Kommentar, Top-Story: 28.07.2000

Das Kino wird digital

Das galt bisher schon zunehmend in der Postproduktion von Kinofilmen. Nun hält HD-Video auch Einzug in die Produktion von Kinofilmen, wie der jüngst fertiggestellte erste 1080/24p-Kinofilm »Gone Underground« zeigt, über den www.film-tv-video.de berichtete.

Nun gibt es konkrete Pläne, auch die Vorführung auf breiter Basis von der Filmrolle auf Bits und Bytes, vom ratternden Filmprojektor auf Hochleistungs-Videoprojektoren umzustellen. Allenthalben finden derzeit Demo-Veranstaltungen statt, die zeigen sollen, dass das geht. So präsentierte Sony zur Berlinale einen Vergleich von 35-mm-Film und HD-Projektion mit 1080/24P am Beispiel des Wim-Wenders-Films »Million Dollar Hotel« und des zugehörigen Musikvideos für die Band U2.

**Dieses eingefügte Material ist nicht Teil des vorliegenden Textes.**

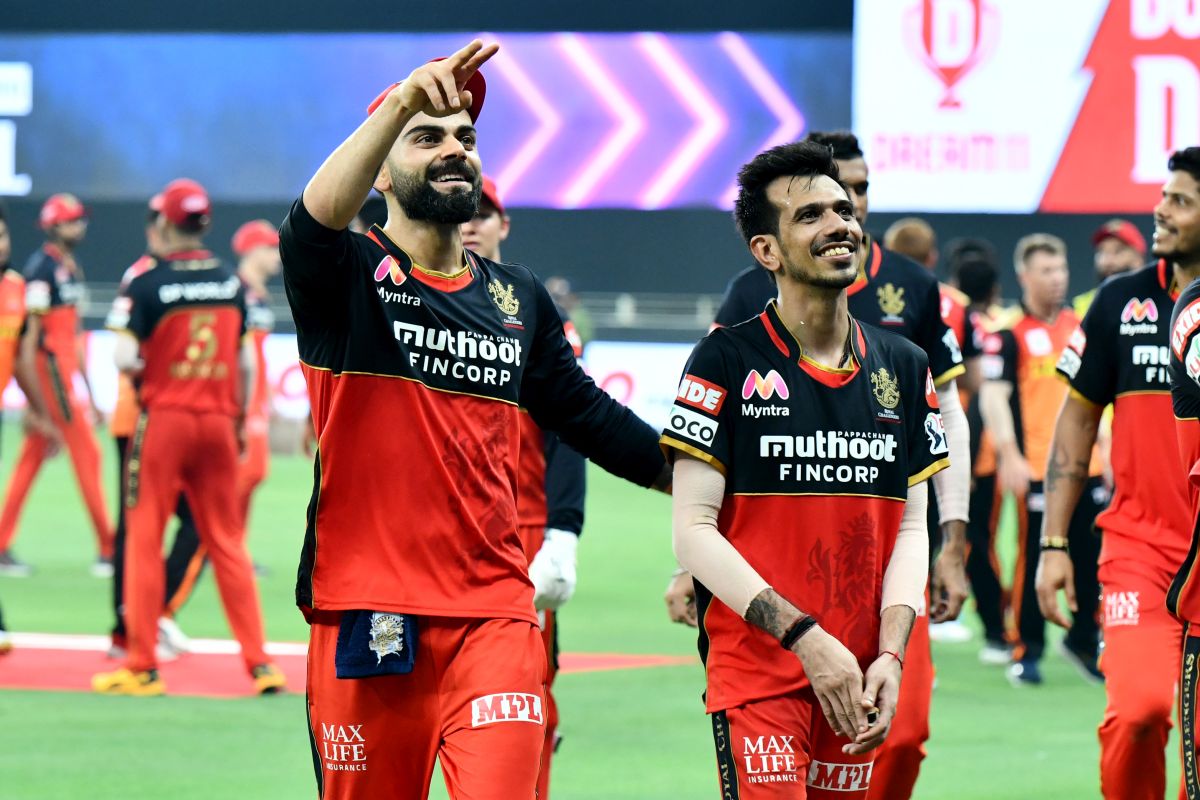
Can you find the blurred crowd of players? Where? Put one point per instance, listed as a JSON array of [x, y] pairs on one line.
[[1087, 523]]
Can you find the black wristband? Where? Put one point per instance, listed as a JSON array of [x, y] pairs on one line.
[[799, 627]]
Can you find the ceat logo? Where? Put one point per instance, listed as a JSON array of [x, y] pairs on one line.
[[505, 708], [766, 388], [701, 394], [952, 37], [389, 266], [1138, 311]]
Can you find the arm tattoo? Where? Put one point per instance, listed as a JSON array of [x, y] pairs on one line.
[[1062, 467], [772, 613]]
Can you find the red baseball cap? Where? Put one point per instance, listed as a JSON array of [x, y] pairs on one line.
[[492, 196], [1122, 230], [256, 233], [59, 209], [180, 199], [475, 85]]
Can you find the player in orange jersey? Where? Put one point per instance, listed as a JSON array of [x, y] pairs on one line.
[[257, 246], [51, 346], [184, 323], [1019, 402]]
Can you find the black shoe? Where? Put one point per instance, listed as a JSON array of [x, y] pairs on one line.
[[1084, 660]]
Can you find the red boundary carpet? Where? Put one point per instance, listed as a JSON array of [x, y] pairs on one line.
[[60, 662]]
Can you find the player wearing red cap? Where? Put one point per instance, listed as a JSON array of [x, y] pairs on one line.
[[551, 486], [51, 347], [257, 246], [183, 328], [186, 558], [1121, 355], [419, 355]]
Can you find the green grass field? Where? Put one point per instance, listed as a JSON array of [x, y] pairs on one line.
[[628, 734]]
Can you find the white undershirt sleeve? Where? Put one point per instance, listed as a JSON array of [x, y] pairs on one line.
[[700, 547], [953, 483], [907, 571]]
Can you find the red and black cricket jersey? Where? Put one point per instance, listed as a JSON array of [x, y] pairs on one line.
[[189, 313], [551, 475], [415, 384], [892, 292], [54, 289], [1025, 354], [1120, 355], [1183, 599], [817, 465]]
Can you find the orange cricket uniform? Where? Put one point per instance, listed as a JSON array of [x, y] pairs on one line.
[[53, 288]]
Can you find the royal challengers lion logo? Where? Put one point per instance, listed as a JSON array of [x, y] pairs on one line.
[[887, 389], [503, 298], [892, 301], [387, 635]]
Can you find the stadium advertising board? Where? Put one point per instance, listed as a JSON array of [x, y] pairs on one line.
[[1017, 106], [574, 120]]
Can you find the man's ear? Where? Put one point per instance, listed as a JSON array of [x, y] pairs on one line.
[[765, 248]]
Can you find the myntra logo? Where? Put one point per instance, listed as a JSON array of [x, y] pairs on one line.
[[766, 388], [1138, 311], [389, 266]]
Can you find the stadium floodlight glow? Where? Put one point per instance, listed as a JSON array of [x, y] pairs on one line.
[[791, 120], [549, 121], [709, 118], [630, 120]]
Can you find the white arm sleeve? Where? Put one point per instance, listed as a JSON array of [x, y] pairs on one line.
[[953, 483], [904, 581], [696, 500]]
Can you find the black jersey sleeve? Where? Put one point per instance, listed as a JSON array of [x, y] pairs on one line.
[[701, 421], [1089, 361], [928, 449], [567, 480], [562, 397], [317, 265], [1186, 354], [745, 296], [935, 337]]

Ebenfalls in Berlin zeigten Texas Instruments und Disney vor wenigen Tagen im Rahmen einer Demo-Veranstaltung, dass Digital Cinema keine Zukunftsvision mehr ist: Dort lief die Disney-Produktion »Fantasia 2000« über einen Hochleistungs-Videoprojektor. Bei dieser Filmproduktion handelt es sich um das Remake des gleichnamigen Animations-Klassikers aus dem Jahr 1940. Symbolischer kann ein Unternehmen wie Disney wohl kaum seine Haltung zu diesem Thema zeigen.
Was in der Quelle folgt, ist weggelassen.